Diperjalanan Nana dan ayahnya berbincang-bincang lalu tertawa bahagia. Sambil menikmati udara pagi di desanya. Jarak makam dan rumahnya lumayan jauh, memakan waktu sekitar lima belas menitan.
"Ayah ... Ayah ..." panggil Nana kepada ayahnya.
"Iya, Nduk," jawab ayahnya yang fokus pada jalanan.
"Ayah ingat nggak? Waktu Nana masih belajar berhijab. Ayah mergoki Nana lepas jilbab pas lomba voli," ujar Nana mengenang masa kecilnya.
"Iya, ingat. Dan ayah menghukum Nana dengan Nana harus memakai jilbab selama satu minggu penuh di luar maupun di dalam rumah," jawab ayah Nana tersenyum.
"Iya. Sebenarnya masih ada lagi lo, Yah," ucap Nana yang membuat ayahnya terkejut.
"Kapan?" tanya ayahnya.
"Hehe ... tapi janji jangan marah ya."
"Gak janji."
"Yah ... ayah gak asik ih ...."
"Hhhh ... iya-iya Ayah gak akan marah. Jadi kapan Nana lakuin kaya gitu lagi?"
"Hampir setiap hari dulu waktu SMP, kalau udah lewat tikungan jalan rumah kita. Nana lepas jilbab Nana, trus kalau pulang Nana pakek lagi. Hehe ..." jawab Nana sambil nyengir.
Ayah Nana hanya menghela nafas pelan.
"Ayah kok gak terkejut kaya tadi, Nana kan pengen liat Ayah terkejut gitu trus ngerem mendadak kayak di film-film.""Iya. Ayah ngerem mendadak trus Nana masuk di selokan situ. Mau?"
"Ya nggaklah ... udah cantik gini masa masuk selokan. Buluk dong."
Keduanya tertawa bersama, orang-orang yang dilewatinya menatap heran ayah dan anak itu. Karena memang ayah Nana tidak begitu cepat menjalankan motornya, sehingga orang-orang yang dilewatinya mendengar dengan jelas tawa mereka.
Bahkan mungkin ada yang salah faham, mengira Nana dan ayahnya menertawakan orang yang dilewatinya. Ayah dan anak itu sudah seperti sepasang kekasih yang tengah dilanda asmara saja.

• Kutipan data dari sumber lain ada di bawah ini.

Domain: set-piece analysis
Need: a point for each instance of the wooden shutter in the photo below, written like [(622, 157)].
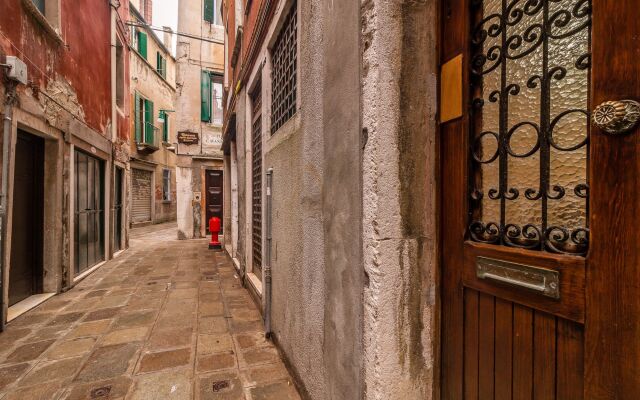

"Nana, sebenarnya Ayah sudah tau kalau Nana sering lepas jilbab. Tapi Ayah yakin pasti suatu saat jilbab itu akan melekat pada diri Nana. Bahkan sampai Nana tidak mau menanggalkannya walau hanya sebentar, sudah menyatu dengan jiwa Nana." Nana bisa melihat senyum tulus dari ayahnya lewat kaca spion motornya.
KAMU SEDANG MEMBACA
Sempena 30 (END)
Fiksi RemajaKehidupan Nana hanya seputar dengan voli. Lalu bagaimana jika dihadapkan dengan kehidupan pesantren yang serba antri? Begitu pun dengan bermacam kegiatan mengaji yang padat di bulan Ramadan. Juga harus hafal juz 30 selama 30 hari. Apakah seorang Na...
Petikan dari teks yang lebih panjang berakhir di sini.